Die Natur gewinnt immer
Ist also alles ausweglos? Keinesfalls, wenn wir endlich rasch und effektiv handeln. Pro Tag verlieren wir auf der Erde vermutlich 100-150 Arten, nähern uns immer rascher diversen Kipppunkten und zerstören die für uns essentiellen Ökosystemleistungen. Das heißt wir haben keine Zeit unsere Ziele mit langen Zeithorizonten zu versehen. Damit endlich gehandelt wird, muss so manch ein Akteur (auch im Finanzsektor) zwei Dinge verstehen:
- Der Satz „Wir müssen Geld verdienen“ kann nur im Kontext der Einhaltung Planetarer Grenzen und dem Erhalt und der Wiederherstellung von Biodiversität und Ökosystemleistungen gedacht und gesagt werden.
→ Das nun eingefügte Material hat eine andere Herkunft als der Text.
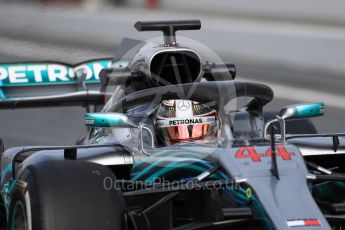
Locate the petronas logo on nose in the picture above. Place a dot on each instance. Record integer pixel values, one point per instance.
(183, 105)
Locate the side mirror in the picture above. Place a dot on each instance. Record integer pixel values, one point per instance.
(299, 111)
(108, 120)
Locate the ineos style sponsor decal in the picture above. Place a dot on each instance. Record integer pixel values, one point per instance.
(50, 73)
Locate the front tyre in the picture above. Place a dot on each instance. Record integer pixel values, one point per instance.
(65, 195)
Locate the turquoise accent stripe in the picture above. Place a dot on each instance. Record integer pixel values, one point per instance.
(166, 170)
(2, 95)
(6, 170)
(140, 162)
(172, 166)
(147, 169)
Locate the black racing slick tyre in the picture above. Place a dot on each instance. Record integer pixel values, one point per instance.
(60, 195)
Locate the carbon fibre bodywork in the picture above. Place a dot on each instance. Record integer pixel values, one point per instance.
(239, 180)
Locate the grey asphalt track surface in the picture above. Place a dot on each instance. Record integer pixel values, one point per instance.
(59, 126)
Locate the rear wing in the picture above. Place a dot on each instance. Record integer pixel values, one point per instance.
(40, 84)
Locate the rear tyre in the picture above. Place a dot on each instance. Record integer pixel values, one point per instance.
(65, 195)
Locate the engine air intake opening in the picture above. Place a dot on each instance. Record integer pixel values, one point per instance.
(175, 67)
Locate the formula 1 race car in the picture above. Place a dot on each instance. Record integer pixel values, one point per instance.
(174, 142)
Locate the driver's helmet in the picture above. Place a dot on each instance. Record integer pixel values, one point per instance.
(186, 121)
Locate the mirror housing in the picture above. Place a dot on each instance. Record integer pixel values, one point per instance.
(300, 111)
(108, 120)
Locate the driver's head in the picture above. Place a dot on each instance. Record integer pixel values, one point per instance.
(185, 121)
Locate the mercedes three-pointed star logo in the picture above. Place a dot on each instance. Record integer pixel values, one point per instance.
(183, 105)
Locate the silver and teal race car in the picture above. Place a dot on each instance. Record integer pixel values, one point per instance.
(173, 142)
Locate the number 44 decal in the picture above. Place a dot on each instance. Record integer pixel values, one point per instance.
(250, 152)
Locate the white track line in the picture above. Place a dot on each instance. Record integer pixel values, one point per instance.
(302, 94)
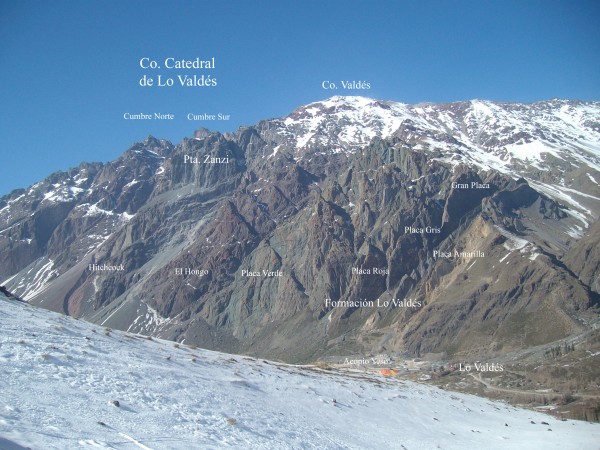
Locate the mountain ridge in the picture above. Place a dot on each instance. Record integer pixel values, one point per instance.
(315, 212)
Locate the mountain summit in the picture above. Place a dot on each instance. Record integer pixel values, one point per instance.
(351, 226)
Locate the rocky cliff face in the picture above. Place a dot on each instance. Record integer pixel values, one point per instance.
(350, 226)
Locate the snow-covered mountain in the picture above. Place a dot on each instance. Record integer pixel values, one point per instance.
(69, 384)
(554, 144)
(162, 240)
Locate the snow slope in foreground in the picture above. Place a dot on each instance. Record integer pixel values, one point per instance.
(58, 377)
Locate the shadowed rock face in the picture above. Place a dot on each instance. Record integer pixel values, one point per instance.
(248, 243)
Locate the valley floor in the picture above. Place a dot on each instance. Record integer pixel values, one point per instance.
(61, 379)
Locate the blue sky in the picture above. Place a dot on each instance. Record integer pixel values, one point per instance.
(70, 70)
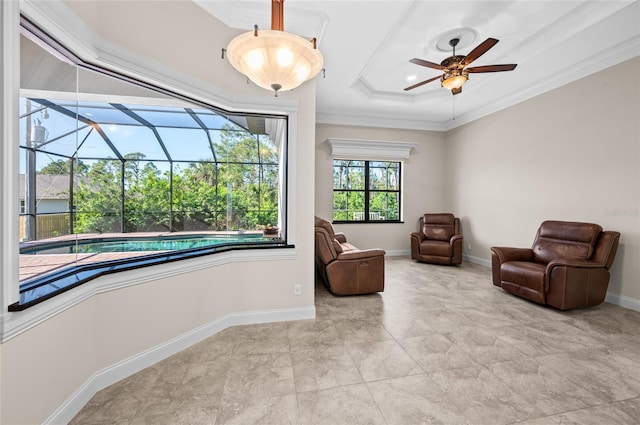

- Messbarkeit im Sinne der letztendlichen Angabe einer Kennzahl „Bei Biodiversität sind wir 4, 5 wäre aber besser“ wird es nicht geben. Wer darauf wartet, bereitet (wenn auch nicht willentlich) der weiteren Zerstörung unserer Lebensgrundlage den Weg.
Die gute Nachricht: Mit jährlichen Investitionen von nur etwa 0,7 Prozent des weltweiten Bruttosozialprodukts in den Schutz der Natur könnten wir alle Biodiversitätsziele erreichen. Es entstehen gerade ganz neue Finanz- und Investmentprodukte, die auf dem Erhalt und der Förderung von Biodiversität basieren. In Zukunft werden Investitionen in Naturerhalt solche in Naturzerstörung hoffentlich in großem Umfang ablösen. Die zweite gute Nachricht gibt es für die Welt um uns. Der ist es nämlich ziemlich egal, ob wir uns klug und vernünftig verhalten, oder weitermachen wie bisher. Die Natur ist zwar unsere beste Dienstleisterin und der größte Wirtschaftssektor, sie ist aber keine Verhandlungspartnerin. Dass der Mensch erst alle Natur um sicher herum zerstört, bevor er selber ausstirbt, kann getrost als Unsinn angesehen werden. Wenn wir nicht mit, sondern gegen die Natur agieren, sterben wir irgendwo im Mittelfeld aus – ein langwieriger und sehr schmerzhafter Prozess und machen so den verbliebenen Tier- und Pflanzenarten wieder Platz. In der langen Geschichte des Lebens auf unserer Erde, werden wir dann eben nur ein Wimpernschlag gewesen sein.